求给定字符串所有前缀的最大周期长度之和。
题目描述
A string is a finite sequence of lower-case (non-capital) letters of the English alphabet. Particularly, it may be an empty sequence, i.e. a sequence of 0 letters. By A=BC we denotes that A is a string obtained by concatenation (joining by writing one immediately after another, i.e. without any space, etc.) of the strings B and C (in this order).

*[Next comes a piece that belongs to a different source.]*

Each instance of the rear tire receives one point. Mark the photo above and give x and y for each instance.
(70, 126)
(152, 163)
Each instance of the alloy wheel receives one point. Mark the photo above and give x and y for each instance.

A string P is a prefix of the string !, if there is a string B, that A=PB. In other words, prefixes of A are the initial fragments of A. In addition, if P!=A and P is not an empty string, we say, that P is a proper prefix of A.
A string Q is a period of Q, if Q is a proper prefix of A and A is a prefix (not necessarily a proper one) of the string QQ. For example, the strings abab and ababab are both periods of the string abababa. The maximum period of a string A is the longest of its periods or the empty string, if A doesn't have any period. For example, the maximum period of ababab is abab. The maximum period of abc is the empty string.
Task Write a programme that:
reads from the standard input the string's length and the string itself,calculates the sum of lengths of maximum periods of all its prefixes,writes the result to the standard output.
输入格式
In the first line of the standard input there is one integer \(k\) (\(1\le k\le 1\ 000\ 000\)) - the length of the string. In the following line a sequence of exactly \(k\) lower-case letters of the English alphabet is written - the string.
输出格式
In the first and only line of the standard output your programme should write an integer - the sum of lengths of maximum periods of all prefixes of the string given in the input.
样例 #1
样例输入 #1
8
babababa
样例输出 #1
24
#include<iostream>
#include<cstdio>
#include<cmath>
#include<algorithm>
#include<cstring>
using namespace std;
char s[1000006];
int len, nex[1000006], to[1000006];
long long ans;
int main() {
cin >> len;
scanf("%s", s + 1);
nex[0] = 1,to[1] = 1;
for (int i = 2, j = 0; i <= len; ++ i) {
while (j > 0 && s[j + 1] != s[i]) {
j = nex[j];
}
if (s[j + 1] == s[i]) j ++;
nex[i] = j, to[i] = i;
//to[i]是在前缀1到i中 维护1到i中的最短公共前后缀
if (to[nex[i]] != 0) to[i] = to[j];
//找到前缀的最短公共前后缀
//因为1到i的最短公共前后缀相同
//所以1到i的前缀的最短公共前后缀与1到i的后缀的最短公共前后缀相同
//因此可以直接维护
ans += (i - to[i]);
//最长周期就是减去这个点的最短公共前缀的长度
}
cout << ans << endl;
}